GO Therapeutics, based in Natick, Massachusetts, is one ADC-focused biotech player in the market. The business has concentrated its efforts on developing innovative methods of cancer targeting. The business has discovered innovative, clean targeting for triple-negative breast cancer, according to Dr. Hans Wandall, CSO of the company. The CEO of GO Therapeutics, Constantine Theodoropulos, states that creating a very pure tumor antigen is one of the biotech company’s top goals in order to set itself apart. In around eighteen months, the business will begin first-in-human clinical trials for two of its ADC medicines. GOL100 and GOR800 are two new glycoprotein epitopes that the business has designed to target novel glycoproteins that are expressed on 30 percent of all breast malignancies and numerous solid tumors, respectively.
According to Thurston, Genentech, a branch of Roche, is exploring ADC technology, which will enable site-specific conjugation, as an alternative strategy. Reactive sites are engineered into an antibody by a process known as site-specific conjugation, which guarantees that the medication binds to the desired position on the antibody. Because of the product’s cleanliness, you may discover that this has benefits for production, says Thurston.
The CEO of Tallac Therapeutics, a firm based in San Francisco, California, Dr. Hong Wan, emphasizes the distinctive strategy her organization uses to reduce toxicity. The biotech is creating ADCs that bind to toll-like receptors and include unique oligonucleotide payloads. According to Wan, the first program for the company’s solid tumor asset, TAC-001, is distinct in that it stimulates immune cells as opposed to eradicating them. The treatment is now being developed in Phase I (NCT05399654) for patients with advanced cancer who have not responded to prior treatments.
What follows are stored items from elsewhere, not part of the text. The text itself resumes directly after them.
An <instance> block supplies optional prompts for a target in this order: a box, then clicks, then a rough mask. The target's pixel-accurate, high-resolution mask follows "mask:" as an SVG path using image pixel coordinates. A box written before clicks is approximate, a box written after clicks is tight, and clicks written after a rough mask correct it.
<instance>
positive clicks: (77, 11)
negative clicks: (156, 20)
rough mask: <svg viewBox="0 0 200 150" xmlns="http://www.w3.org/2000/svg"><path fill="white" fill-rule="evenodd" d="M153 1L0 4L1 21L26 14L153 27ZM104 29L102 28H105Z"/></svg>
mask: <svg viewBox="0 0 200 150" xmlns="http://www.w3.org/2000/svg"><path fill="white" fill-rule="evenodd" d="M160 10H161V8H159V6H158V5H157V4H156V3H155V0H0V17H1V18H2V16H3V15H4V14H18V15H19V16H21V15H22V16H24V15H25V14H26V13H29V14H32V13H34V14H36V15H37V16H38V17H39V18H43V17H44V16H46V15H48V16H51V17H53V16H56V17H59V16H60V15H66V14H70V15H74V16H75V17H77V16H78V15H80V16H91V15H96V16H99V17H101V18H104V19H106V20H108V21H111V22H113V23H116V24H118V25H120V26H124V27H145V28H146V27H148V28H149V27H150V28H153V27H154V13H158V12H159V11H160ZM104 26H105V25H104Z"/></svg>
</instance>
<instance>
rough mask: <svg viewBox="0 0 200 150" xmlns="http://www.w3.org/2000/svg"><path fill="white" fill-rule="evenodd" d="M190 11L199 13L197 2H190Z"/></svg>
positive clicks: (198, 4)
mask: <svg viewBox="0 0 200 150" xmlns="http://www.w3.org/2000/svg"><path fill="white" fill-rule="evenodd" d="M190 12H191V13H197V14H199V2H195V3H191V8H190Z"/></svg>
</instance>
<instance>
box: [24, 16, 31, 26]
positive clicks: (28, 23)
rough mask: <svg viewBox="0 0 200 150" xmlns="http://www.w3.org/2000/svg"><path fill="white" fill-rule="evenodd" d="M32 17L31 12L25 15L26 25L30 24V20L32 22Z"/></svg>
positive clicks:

Wan continues, They’re really excited about the potential for TAC-001 in combination with the standard of care because they have shown clinical benefit in this patient group.
Thurston would argue that when firms create treatments for conditions like arthritis and Alzheimer’s illness, ADCs might potentially disrupt other therapeutic fields. According to Segarnick, the market is still unexplored despite recent innovations. You would find him stating that there is potential for high values due to the significant level of unmet need.